Questa è una lista dei film più noti in cui viene presentato il disturbo di personalità multipla:
Io ti salverò (1945)
La donna dai tre volti (1957)
Psycho (1960)
Il diario di una schizofrenica (1969)
Le orme (1975)
L’inquilino del terzo piano (1976)
In cerca di Mr. Goodbar (1977)
Magic (1978)
Vestito per uccidere (1980)
Doppia personalità (1992)
La metà oscura (1993)
Schegge di paura (1996)
Fight Club (1999)
Io, me e Irene (2000)
Confessioni di una mente pericolosa (2002)
Alta tensione (2003)
Identità (2003)
Two Sisters (2003)
Secret Window (2004)
Il cigno nero (2010)
Shelter (2010)
Shutter Island (2010)
Split (2017)
A Hitchcock è sempre stato caro il tema dell'identità. Nei suoi film troviamo casi di identità perdute, sdoppiate, confuse (Io ti salverò, La donna che visse due volte, Intrigo Internazionale). Ma è con Psycho che il regista si spinge fino all'estremo di una identità dissociata, quella del protagonista Norman Bates, che a volte è se stesso e a volte la propria madre. Omen nomen, la personalità duplice del personaggio è già celata nel suo nome, Nor-man, non-uomo, in quanto non è né un uomo né una donna, ma è l'uno e l'altra insieme, perché la personalità di sua madre è racchiusa nella sua mente e non smette di tiranneggiarlo.
Il tratto geniale di questo film è come il regista sia in grado di rendere tutto ciò esclusivamente attraverso i mezzi del cinema.

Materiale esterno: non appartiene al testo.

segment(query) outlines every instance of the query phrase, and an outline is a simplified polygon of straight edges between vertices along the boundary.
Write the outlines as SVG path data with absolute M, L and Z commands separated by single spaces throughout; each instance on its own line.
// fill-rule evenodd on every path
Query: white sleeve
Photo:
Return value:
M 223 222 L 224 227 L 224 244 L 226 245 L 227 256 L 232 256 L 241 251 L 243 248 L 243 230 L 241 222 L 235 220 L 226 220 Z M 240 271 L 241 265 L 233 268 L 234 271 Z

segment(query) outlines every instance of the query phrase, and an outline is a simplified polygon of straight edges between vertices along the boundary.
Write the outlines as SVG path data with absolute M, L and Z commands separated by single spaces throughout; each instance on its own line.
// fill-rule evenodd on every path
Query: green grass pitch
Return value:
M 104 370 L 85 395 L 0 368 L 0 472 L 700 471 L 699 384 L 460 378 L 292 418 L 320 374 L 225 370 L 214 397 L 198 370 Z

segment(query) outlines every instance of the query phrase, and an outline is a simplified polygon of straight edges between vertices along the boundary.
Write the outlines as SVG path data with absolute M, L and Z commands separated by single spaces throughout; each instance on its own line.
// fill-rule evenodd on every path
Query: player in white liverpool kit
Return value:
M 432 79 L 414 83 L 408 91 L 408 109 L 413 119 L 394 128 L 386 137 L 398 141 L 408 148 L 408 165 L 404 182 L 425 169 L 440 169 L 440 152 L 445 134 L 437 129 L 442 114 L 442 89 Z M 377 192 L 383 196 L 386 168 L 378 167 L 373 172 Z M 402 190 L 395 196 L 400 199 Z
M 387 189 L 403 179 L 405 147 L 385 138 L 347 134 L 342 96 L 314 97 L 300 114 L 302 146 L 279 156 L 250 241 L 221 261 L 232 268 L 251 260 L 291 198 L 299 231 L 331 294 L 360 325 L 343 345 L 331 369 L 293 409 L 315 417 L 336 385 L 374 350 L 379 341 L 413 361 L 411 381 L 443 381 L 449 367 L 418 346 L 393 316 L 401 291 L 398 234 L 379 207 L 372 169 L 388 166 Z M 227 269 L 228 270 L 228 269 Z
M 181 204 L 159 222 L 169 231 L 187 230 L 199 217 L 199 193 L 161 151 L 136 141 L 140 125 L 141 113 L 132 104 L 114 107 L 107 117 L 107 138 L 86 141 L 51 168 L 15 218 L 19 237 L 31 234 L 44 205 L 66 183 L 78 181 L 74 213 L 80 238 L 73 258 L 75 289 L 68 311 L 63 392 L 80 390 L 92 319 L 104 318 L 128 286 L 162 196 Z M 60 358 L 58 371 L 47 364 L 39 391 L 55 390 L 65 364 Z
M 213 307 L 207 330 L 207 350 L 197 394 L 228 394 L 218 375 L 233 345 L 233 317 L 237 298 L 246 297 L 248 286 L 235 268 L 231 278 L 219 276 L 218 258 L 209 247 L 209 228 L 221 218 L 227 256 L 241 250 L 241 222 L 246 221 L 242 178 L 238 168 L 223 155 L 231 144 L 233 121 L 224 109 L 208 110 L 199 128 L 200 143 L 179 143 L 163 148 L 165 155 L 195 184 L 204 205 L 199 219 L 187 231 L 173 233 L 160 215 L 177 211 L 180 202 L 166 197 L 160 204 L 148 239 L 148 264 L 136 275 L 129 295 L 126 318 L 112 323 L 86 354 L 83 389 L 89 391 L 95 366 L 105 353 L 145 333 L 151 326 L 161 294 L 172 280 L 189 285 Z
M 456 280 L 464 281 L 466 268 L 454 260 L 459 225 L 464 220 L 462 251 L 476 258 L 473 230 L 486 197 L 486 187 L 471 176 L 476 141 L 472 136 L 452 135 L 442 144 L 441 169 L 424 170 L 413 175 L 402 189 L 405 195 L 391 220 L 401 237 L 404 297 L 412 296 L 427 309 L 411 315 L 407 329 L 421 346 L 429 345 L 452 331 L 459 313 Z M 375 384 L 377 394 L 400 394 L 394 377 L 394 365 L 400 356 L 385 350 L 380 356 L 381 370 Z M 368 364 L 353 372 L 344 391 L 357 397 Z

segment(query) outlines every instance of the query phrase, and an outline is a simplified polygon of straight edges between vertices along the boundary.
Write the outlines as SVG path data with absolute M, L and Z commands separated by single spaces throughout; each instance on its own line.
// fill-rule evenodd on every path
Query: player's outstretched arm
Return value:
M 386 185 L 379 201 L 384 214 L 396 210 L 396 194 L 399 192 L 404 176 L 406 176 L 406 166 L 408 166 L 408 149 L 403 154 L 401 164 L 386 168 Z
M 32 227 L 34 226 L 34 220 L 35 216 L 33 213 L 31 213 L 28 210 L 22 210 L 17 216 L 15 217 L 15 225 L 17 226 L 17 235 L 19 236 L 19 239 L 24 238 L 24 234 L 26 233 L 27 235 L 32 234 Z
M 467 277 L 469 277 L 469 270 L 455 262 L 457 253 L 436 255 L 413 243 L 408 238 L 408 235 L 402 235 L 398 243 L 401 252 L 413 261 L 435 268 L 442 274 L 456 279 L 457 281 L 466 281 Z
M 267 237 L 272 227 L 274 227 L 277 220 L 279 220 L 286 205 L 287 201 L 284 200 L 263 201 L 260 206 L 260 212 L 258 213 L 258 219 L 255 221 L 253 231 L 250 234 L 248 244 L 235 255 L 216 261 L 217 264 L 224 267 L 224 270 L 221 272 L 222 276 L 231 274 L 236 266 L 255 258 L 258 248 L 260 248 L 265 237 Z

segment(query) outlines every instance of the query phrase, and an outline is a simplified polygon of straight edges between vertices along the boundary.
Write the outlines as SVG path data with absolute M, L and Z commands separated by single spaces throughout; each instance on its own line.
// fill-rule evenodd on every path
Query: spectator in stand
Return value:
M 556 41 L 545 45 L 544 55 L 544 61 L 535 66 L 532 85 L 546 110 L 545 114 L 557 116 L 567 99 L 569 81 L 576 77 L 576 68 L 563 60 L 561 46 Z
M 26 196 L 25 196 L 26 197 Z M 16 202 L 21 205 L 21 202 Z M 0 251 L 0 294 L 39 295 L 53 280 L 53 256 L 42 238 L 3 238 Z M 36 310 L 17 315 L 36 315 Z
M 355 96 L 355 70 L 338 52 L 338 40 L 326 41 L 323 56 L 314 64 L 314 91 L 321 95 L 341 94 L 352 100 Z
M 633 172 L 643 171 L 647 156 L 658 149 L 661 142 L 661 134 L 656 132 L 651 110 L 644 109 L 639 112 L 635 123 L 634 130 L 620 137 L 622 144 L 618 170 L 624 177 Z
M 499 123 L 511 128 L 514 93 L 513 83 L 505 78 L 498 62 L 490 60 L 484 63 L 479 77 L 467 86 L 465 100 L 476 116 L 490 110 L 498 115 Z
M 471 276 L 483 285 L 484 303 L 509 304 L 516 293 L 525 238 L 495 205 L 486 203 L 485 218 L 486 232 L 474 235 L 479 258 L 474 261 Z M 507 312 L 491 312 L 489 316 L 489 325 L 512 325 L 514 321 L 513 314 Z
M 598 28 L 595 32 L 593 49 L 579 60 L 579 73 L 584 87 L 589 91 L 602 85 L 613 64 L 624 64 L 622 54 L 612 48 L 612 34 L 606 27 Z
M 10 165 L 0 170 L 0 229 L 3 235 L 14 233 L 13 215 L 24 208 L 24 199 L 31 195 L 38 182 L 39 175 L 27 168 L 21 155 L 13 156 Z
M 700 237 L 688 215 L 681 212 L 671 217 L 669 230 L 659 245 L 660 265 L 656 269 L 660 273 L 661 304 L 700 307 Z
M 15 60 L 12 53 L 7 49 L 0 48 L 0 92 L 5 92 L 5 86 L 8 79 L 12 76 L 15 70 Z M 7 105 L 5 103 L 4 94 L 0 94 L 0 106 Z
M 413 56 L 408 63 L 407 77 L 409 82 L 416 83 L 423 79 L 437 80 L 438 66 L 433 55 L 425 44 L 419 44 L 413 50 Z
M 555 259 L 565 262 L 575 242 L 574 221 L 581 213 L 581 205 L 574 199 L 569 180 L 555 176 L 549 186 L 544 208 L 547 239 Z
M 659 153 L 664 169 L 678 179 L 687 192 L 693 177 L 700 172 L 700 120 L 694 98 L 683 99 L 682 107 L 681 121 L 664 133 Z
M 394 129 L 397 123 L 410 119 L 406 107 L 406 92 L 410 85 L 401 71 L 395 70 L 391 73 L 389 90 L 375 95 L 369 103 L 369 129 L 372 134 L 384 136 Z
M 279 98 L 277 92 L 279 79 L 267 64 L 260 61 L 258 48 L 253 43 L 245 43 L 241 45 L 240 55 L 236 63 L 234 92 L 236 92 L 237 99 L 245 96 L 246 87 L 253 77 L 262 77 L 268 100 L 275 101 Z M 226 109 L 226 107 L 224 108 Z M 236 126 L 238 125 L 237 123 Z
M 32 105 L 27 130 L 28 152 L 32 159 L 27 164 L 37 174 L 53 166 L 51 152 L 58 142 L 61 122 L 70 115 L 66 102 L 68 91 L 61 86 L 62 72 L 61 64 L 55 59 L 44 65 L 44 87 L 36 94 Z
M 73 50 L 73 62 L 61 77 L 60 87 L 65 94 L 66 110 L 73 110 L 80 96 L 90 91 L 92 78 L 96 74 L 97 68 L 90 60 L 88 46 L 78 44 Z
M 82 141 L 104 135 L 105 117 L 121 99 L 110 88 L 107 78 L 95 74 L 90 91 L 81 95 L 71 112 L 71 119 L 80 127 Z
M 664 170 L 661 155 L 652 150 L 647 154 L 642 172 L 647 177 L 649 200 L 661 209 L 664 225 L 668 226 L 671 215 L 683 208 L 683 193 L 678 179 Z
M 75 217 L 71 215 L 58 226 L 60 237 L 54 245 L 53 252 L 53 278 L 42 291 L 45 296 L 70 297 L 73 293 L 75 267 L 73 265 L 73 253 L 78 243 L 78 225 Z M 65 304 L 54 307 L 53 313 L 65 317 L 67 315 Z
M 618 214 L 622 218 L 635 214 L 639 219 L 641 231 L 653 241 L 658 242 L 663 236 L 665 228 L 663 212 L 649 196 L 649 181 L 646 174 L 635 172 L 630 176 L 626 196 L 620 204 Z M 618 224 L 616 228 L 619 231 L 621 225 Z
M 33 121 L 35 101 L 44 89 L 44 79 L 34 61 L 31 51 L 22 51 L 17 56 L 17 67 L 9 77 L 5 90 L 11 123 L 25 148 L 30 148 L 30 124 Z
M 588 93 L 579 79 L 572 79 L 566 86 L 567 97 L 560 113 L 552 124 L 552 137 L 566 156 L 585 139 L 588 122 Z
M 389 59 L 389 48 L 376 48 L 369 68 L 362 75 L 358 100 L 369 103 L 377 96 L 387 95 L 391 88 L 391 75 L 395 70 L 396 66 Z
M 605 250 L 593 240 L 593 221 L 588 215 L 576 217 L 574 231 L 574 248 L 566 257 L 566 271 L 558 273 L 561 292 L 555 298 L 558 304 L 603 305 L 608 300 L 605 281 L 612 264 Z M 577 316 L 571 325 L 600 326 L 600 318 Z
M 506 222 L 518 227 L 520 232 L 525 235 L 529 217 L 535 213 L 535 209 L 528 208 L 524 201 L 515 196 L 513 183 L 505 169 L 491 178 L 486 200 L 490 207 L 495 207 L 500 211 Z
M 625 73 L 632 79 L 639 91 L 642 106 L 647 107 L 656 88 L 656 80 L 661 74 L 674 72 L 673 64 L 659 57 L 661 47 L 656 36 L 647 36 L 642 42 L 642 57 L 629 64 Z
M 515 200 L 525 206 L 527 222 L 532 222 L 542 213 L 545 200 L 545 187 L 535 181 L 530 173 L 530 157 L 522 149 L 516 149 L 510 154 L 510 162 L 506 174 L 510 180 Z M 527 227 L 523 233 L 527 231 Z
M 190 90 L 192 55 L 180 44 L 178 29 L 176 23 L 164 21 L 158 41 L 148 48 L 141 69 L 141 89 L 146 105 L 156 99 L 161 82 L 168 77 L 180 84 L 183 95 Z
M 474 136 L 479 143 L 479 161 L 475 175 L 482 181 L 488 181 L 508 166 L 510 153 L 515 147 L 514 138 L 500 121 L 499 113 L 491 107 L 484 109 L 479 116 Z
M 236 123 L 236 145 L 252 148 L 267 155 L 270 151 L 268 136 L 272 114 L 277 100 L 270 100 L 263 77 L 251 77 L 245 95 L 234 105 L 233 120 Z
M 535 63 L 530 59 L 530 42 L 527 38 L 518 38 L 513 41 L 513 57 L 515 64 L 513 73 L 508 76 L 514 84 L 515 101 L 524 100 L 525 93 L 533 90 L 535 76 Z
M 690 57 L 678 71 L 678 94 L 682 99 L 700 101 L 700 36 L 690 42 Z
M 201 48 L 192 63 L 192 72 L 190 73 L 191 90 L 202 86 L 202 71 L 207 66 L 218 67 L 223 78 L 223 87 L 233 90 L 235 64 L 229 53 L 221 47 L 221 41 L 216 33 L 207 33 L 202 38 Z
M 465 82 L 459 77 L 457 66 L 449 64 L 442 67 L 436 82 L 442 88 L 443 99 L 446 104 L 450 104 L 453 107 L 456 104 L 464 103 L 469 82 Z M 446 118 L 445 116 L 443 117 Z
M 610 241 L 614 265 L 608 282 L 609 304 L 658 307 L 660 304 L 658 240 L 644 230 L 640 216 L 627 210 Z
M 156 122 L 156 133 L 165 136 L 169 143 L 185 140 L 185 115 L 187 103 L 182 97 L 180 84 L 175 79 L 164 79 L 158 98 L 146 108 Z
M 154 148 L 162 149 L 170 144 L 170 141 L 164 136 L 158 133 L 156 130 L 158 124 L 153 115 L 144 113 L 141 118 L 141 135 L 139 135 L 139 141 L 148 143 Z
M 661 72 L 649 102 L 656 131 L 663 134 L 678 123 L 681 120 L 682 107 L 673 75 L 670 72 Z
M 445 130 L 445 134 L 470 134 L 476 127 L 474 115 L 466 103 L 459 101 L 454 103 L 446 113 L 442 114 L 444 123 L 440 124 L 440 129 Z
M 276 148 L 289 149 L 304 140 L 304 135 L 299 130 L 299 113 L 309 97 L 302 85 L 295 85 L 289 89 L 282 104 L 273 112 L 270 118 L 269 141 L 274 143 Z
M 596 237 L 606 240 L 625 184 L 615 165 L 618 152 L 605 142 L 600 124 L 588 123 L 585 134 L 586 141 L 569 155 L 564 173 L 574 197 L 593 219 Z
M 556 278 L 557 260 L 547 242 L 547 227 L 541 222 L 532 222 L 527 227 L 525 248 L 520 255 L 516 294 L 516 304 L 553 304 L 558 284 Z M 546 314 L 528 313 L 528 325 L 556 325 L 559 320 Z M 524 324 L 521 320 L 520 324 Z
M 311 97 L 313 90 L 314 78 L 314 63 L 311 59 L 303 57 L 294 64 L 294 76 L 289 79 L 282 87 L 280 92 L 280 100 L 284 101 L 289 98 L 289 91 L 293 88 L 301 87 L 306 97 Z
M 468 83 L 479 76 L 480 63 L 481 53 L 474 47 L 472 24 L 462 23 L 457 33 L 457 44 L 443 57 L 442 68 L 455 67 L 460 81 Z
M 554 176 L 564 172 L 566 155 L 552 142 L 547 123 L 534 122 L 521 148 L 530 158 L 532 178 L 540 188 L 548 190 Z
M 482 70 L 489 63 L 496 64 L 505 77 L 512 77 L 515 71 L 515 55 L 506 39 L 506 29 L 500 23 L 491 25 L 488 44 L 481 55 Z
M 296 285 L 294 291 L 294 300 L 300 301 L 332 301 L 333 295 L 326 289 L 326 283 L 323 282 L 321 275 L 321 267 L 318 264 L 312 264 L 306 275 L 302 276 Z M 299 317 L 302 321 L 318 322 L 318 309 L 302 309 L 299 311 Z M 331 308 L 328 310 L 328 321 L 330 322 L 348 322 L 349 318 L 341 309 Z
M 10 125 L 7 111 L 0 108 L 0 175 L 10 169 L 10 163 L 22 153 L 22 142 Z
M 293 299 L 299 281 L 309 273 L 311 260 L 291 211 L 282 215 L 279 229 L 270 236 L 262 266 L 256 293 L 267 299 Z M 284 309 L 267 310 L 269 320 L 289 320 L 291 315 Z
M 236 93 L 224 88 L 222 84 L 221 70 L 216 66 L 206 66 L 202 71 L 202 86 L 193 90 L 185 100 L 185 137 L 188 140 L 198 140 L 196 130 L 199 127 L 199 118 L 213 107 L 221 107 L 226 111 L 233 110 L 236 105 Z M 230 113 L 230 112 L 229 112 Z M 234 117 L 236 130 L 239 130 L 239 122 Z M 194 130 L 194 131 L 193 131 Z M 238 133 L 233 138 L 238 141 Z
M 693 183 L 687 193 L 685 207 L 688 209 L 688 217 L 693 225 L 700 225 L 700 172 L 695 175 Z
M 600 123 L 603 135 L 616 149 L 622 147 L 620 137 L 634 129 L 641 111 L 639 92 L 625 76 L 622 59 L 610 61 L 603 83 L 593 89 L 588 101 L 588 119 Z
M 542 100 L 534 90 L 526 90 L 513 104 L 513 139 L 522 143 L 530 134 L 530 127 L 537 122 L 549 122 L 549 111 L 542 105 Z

Si veda in questa sequenza come la doppia identità del protagonista ci venga suggerita da alcuni indizi: l'ombra proiettata dal suo busto sul muro, gli uccelli rapaci impagliati, che sembrano quasi sul punto di ghermire la loro preda (un rimando alla natura rapace della personalità della madre racchiusa nel protagonista che di lì a poco “ghermirà” la ragazza), il volto di Norman illuminato solo per metà, perché la luce laterale lascia l'altra metà in penombra. Tutti questi elementi evidenziano la doppiezza della personalità dell'uomo, che invece si mostra alla donna nel suo aspetto più normale e genuino, celando le sue pulsioni di morte. L'uso sapiente del bianco e nero si avvale della potenza espressionistica del contrasto tagliente tra il buio e la luce per esprimere la forte e celata drammaticità della situazione.
Psycho può essere considerato il diretto discendente del capostipite di questo tipo di rappresentazioni, cioè Il dottor Jekyll e Mr. Hyde, divenendo a sua volta un modello a cui si ispireranno molti registi futuri.

Spencer Tracy interprete del doppio ruolo di Dr. Jekyll e Mr. Hyde in una versione cinematografica del 1941, per la regia di Victor Fleming.